Le ministre de l’Industrie et du Commerce, Ryad Mezzour, a reçu mercredi à Rabat une délégation du Mouvement des entreprises de France (MEDEF) conduite par Bruno Jacquemin et Jean-Paul Torris, accompagnés de représentants d’entreprises françaises intéressées par les opportunités d’investissement au Maroc dans les domaines de l’industrie, de la transition énergétique et des équipements.
Lors de cette rencontre, le ministre a présenté les grandes orientations de la stratégie industrielle du Royaume, fondée sur l’articulation entre la gestion de l’eau, la production d’énergie et la sécurité alimentaire. Ces trois piliers, a-t-il souligné, s’inscrivent dans la vision portée par le Maroc pour renforcer sa souveraineté économique et soutenir une croissance durable à long terme.

Ryad Mezzour a rappelé le poids croissant de l’industrie dans l’économie nationale. Le secteur représente aujourd’hui près de 15 % du produit intérieur brut, tandis que les produits industriels concentrent plus de 83 % des exportations marocaines. Des indicateurs qui illustrent la transformation progressive du tissu productif national et son intégration dans les chaînes de valeur mondiales.
Le ministre a particulièrement mis en avant les performances de l’industrie automobile, devenue le premier secteur exportateur du pays. Le Maroc dispose désormais d’une capacité de production avoisinant un million de véhicules par an et affiche un taux d’intégration locale de 70 %, renforçant son positionnement comme plateforme industrielle compétitive à l’échelle régionale et internationale.

L’accent a également été mis sur la montée en gamme de plusieurs filières stratégiques, notamment les engrais, l’agroalimentaire, le textile, l’aéronautique et l’industrie pharmaceutique. Ensemble, ces secteurs génèrent près d’un million d’emplois et constituent des leviers majeurs de création de valeur et d’attractivité économique.
Face aux industriels français, Ryad Mezzour a enfin détaillé les ambitions du Royaume pour les deux prochaines décennies.
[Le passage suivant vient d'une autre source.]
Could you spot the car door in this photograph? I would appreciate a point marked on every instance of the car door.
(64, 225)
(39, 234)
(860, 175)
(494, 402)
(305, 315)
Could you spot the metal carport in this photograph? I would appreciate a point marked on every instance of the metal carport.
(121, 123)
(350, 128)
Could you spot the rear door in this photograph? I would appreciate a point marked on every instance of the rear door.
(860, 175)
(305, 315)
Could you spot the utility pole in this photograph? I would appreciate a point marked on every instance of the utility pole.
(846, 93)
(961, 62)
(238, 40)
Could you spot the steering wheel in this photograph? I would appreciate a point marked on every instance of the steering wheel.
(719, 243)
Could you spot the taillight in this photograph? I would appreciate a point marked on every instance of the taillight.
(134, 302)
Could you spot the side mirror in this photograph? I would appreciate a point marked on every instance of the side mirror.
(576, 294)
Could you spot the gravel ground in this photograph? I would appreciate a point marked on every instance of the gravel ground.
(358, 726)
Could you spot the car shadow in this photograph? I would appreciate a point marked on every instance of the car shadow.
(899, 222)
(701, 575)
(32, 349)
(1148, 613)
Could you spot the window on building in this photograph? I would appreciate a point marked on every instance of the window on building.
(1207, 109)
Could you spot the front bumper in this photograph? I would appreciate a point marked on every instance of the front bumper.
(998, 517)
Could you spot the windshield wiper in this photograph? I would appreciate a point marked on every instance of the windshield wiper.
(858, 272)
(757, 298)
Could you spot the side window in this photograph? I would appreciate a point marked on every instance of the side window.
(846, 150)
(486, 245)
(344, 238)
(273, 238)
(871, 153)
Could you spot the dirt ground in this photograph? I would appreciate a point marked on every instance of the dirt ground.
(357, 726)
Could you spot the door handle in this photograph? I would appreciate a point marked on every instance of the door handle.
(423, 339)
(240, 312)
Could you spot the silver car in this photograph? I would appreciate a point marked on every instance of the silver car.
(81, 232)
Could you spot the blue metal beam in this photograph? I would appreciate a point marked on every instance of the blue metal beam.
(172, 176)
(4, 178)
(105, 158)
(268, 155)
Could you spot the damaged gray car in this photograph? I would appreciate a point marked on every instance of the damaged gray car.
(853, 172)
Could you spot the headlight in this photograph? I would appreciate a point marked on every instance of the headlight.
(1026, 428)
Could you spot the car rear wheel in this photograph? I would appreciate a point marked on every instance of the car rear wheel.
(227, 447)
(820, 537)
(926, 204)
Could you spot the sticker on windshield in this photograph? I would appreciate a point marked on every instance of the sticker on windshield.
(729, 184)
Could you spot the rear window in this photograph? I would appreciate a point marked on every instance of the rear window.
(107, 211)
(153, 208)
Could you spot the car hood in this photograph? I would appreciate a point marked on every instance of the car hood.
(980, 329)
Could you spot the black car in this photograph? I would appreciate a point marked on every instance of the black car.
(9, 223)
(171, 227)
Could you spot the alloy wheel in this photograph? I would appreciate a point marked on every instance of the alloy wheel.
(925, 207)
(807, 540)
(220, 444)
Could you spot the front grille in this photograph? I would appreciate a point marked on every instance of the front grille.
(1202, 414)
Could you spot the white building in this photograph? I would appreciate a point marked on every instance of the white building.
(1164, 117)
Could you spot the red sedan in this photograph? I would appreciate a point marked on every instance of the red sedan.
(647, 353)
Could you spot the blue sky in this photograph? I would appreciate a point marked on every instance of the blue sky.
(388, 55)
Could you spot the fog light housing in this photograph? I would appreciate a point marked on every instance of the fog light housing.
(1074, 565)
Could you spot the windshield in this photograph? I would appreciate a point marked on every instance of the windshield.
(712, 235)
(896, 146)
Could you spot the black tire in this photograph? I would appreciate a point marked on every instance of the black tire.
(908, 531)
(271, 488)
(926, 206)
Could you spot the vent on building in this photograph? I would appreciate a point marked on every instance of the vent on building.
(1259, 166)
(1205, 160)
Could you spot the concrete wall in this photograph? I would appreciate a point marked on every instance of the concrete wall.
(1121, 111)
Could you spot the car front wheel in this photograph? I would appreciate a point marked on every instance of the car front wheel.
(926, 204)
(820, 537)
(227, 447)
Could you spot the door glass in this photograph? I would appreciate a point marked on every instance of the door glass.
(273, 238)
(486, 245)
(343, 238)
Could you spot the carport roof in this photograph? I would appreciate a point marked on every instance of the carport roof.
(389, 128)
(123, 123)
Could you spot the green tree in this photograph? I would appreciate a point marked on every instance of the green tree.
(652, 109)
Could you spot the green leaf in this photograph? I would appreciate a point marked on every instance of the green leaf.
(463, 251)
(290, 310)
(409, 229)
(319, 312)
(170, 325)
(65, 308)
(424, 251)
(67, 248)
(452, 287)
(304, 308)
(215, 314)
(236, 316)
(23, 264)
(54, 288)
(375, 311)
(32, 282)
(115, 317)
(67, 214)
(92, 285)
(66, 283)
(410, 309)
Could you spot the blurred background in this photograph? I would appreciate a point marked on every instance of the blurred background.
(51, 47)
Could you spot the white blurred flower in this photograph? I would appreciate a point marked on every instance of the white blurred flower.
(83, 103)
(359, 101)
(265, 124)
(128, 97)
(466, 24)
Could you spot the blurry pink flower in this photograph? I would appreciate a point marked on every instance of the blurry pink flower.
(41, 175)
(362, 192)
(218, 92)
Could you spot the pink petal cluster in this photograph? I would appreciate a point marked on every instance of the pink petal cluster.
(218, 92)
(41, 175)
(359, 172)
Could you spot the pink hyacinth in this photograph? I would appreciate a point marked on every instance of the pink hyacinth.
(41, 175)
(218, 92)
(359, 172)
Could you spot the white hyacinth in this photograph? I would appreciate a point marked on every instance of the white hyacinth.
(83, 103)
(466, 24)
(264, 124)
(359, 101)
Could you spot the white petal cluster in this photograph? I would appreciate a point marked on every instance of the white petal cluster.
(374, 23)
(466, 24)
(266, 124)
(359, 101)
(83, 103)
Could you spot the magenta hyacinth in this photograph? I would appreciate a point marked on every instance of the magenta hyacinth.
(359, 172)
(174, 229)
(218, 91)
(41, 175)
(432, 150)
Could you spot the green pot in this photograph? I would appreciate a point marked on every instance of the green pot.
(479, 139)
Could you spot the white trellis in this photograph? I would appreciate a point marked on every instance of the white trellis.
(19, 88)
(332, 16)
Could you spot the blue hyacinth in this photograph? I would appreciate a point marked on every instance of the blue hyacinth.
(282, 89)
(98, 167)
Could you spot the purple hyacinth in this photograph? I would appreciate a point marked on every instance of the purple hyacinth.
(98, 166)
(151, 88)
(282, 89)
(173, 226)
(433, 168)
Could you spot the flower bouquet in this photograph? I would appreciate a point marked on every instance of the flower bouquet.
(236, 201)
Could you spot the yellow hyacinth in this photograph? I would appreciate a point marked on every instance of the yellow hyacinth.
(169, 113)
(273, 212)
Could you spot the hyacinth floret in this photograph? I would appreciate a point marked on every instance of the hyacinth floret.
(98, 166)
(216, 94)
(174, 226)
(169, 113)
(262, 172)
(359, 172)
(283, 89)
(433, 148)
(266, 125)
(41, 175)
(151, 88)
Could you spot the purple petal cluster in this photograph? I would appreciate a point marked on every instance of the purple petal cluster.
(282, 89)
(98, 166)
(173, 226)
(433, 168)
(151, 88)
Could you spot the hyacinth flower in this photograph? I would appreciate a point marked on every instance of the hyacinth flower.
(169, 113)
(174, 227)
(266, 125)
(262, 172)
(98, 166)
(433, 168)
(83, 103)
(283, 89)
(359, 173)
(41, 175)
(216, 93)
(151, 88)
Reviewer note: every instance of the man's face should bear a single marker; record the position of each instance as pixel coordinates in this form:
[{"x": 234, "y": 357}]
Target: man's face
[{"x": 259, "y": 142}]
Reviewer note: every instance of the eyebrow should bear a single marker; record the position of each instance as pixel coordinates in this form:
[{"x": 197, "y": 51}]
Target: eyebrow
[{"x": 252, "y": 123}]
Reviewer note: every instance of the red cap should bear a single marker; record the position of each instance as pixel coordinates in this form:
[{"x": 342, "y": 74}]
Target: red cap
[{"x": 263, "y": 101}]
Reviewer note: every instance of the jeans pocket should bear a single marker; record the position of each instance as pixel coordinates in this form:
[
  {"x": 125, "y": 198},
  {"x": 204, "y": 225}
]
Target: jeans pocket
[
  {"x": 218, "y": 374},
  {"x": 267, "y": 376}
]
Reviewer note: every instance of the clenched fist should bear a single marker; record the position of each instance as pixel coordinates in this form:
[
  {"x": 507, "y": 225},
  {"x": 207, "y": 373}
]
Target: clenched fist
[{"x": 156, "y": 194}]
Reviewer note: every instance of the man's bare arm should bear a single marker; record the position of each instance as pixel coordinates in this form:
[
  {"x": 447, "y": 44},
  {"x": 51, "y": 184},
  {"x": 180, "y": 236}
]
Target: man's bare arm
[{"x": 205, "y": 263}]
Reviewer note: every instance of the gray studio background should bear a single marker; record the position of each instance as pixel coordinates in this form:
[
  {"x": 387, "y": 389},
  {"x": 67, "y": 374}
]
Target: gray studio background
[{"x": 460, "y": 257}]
Le Maroc entend accélérer sa transition vers une économie davantage tournée vers l’innovation, les marques à forte valeur ajoutée et les technologies industrielles avancées.
Dans cette perspective, le ministre a confirmé l’avancement du projet de développement d’un écosystème intégré dédié à la fabrication de batteries. Cette chaîne industrielle, qui devrait être finalisée d’ici la fin de l’année, inclut notamment une unité de production de grande capacité de type « gigafactory », appelée à renforcer la place du Maroc dans l’industrie mondiale de la mobilité électrique.